We passed by an obviously homeless man with dark
glasses playing a guitar on a street corner. The tin cup next to him was full of
bills and change. A teen wearing a Snoop Dog tee-shirt bent down and plunked
his ring against the side of the cup. When he stood-up he had a fistful of cash.
“Sounds good!’ he told the blind musician. “Keep up the good work!”
Renhet flew after the punk; I had to hurry to catch
up. Just as I reached them, the teen turned, walked back and dropped the stolen
money into the musician’s cup. “Sorry,’ he muttered.
“What did you say to make him give it back?”
I asked.
“I planted an impression that stealing from
others can make you lose your sight.” Renhet was glowing.
“And that street hood believed you?” I
was astonished.
“I also flicked a bit of grit into his eye,”
Renhet grinned.
“So you Lans and Gims can touch others with
more than your thoughts?”
“Not
always,” Renhet said, “but sometimes.” She seemed to float a little higher as
we made our way down the street. “I once blew away a newspaper that was
covering a set of car keys for a distraught man who had had a very ugly
argument with his wife. She was flying to another country on an airplane and
was due to depart in less than an hour. I knew the plane would crash and this
was his only chance. He was sorry for the things he’d said and wanted to go
after her, but couldn’t find his keys.”
I was impressed. “So this guy caught up with her,
brought her home and they lived happily ever after?”
“Not
exactly,” Renhet seemed to shrink. “They were happy when they both boarded the
plane … and they died together in each other’s arms.”
“That’s
terrible,” I gasped.
“You
can try to steer fate,” Renhet sighed. “But sometimes it goes where it will.”
“The
world is still a better place because of angels like you,” I told her.

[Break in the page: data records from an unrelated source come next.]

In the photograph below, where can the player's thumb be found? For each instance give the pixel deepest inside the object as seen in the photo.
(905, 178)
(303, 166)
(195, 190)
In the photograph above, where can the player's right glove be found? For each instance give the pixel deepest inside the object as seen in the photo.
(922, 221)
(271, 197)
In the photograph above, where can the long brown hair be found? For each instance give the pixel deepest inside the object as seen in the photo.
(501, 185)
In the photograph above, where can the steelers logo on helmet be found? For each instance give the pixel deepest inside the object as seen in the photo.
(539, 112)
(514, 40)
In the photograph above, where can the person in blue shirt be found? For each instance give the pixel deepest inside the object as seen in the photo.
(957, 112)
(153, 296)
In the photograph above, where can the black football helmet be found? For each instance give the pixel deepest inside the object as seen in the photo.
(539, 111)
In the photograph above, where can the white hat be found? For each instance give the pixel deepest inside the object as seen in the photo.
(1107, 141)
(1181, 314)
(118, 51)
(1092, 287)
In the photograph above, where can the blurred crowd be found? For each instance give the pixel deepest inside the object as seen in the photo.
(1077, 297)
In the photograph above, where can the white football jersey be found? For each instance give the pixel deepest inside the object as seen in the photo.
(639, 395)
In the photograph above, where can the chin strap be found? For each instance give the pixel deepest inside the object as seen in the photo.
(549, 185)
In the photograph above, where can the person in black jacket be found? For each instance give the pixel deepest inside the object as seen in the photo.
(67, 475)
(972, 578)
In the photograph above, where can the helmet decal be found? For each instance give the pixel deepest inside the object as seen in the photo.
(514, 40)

Renhet turned and looked at me with those large blue
eyes. “I’m no angel,” she said. We were walking past a bar where loud rock and
roll music was playing. “That’s an angel,” she said turning toward the sound. A
young girl dressed as a hooker danced away from the building where she had been
leaning, swaying her hips to the dull throbbing of the music that seeped
through the brick wall. She walked right up to Renhet talking through a mouth
full of bubble gum and barely glanced at
me. “It’s been so long since I’ve talked to a human, let alone a musician. I hope
I can pull this off.”
“You’ll
do fine, Compacta,” my companion told her. “Let the magic flow.”
Compacta blew and popped a large grape bubble. “I
hope so Renhet … I was never a good Lan.”
“What
was that all about?” I asked as Compacta returned to the outside of the
nightclub.
“Lans
work with thoughts and emotions,” Renhet said. “It takes angels to do most of
the physical interactions.”
Ten minutes later, we were passing by Madison Square
Garden. Hundreds of taxis were stopping and pulling away from the massive
sports complex. Most were filled with Gims riding on the hood the top and the
trunk. Storm clouds of insects followed the dark funnels and the crowds inside.
“It has to be a concert,” I said. “The Nicks never drew this big of a crowd.”
“You’re
right about the venue,” Renhet turned causing me to look at an illuminated
billboard advertising Paul McCartney.
“But only one event draws this many Gims.”
“What’s
that?” I was almost afraid to ask.
“Death,”
Renhet said, “and a massive amount of destruction.”